I am having some problems with fuel leakage on my 2 cycle tanks where the fuel line goes into the plastic tank. It seems like with age the fuel line gets harder and contracts then I have fuel seepage at that location. In particular this is on string trimmers.

Any ideas for applying a sealant, what kind, liquid tape, silcon (hope not) gasket sealer, JBWeld etc. This may be difficult to seal off with the presence of gas and oil on the surface of this plastic tank that would make most sealers not effective. 

Just thought I'd ask before I start trying random sealant/glues.

tks
don


----------



## usmcgrunt (Sep 16, 2007)

I have read that some people have successfully used a product called "Seal All" on gas tank leaks. If your fuel lines have shrunk to the point of causing leaks, it is time for new lines. This is the when the line starts to disintegrate and pieces start to plug the small passages in the carb and the fuel filter will break off the end of the lines. The new lines will last a number of years and for the $2-$3, it is cheap insurance against leaks or fire. Just my opinion.


----------



## wa5ngp (Aug 14, 2010)

I hear you,

the line is only a year old, but replacing fuel line is cheaper than a sealer although fishing it thru that tank can be a pita.
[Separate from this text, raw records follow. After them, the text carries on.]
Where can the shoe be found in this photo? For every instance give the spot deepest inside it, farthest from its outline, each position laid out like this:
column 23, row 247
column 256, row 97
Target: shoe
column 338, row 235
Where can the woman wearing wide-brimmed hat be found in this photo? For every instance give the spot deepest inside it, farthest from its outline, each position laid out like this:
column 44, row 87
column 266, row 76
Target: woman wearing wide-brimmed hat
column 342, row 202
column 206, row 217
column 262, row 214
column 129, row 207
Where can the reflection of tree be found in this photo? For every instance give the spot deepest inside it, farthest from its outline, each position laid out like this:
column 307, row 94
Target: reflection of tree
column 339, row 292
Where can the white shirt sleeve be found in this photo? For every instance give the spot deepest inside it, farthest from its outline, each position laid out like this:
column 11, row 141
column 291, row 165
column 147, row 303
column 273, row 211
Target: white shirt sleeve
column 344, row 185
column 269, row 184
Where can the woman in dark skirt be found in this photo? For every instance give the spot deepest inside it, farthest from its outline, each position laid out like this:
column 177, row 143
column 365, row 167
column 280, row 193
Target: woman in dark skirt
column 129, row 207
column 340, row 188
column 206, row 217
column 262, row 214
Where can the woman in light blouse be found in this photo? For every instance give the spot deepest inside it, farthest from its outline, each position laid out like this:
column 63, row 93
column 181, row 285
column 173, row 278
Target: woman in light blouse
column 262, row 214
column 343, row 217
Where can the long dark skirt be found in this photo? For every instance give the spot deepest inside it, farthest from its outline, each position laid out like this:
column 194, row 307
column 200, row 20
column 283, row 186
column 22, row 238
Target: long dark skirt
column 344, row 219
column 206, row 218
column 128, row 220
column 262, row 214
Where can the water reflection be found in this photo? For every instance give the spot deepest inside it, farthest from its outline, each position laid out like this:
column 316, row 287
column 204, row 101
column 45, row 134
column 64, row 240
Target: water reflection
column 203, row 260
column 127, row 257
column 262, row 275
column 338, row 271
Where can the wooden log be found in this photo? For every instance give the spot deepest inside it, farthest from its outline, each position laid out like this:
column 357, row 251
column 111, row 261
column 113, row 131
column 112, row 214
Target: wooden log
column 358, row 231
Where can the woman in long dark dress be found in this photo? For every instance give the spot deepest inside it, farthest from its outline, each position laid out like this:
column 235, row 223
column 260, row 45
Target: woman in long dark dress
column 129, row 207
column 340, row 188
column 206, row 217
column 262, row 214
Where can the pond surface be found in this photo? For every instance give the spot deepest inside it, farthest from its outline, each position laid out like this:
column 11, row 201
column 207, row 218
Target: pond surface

Besides, I have just started buying AVGAS (no alcohol), it will be interesting to see if the fuel line lasts longer with the AVGAS.

BTW, I was down at the coast fishing, and they have a pump that sells fuel guranteed not to have alcohol. All the boats use it down there. For now I just drive over to the local airport and its also high octane.


----------



## wa5ngp (Aug 14, 2010)

Liquid tape does not work. I had some and tried it but it did not stay attached once gasoline got around it.

Don


----------



## geogrubb (Jul 28, 2006)

I have had good luck by replacing the clear plastic lines with Stihl rubber line, it is a little larger than the plastic line, I was told the plastic is 5mm and the rubber is 6mm which creates a tighter fit. Have a good one. Geo


----------



## jerrymc39 (Nov 12, 2014)

I have used "seal all" Oil & Gas adhesive but you must be sure the area to be sealed is free of oil and gas. I used alcohol to clear the area after cleaning with carb cleaner. Let the sealall set overnight and then apply a layer of E6000 sealant over the seal-all and let that set overnight. I have had success with that application on plastic fuel tanks.


----------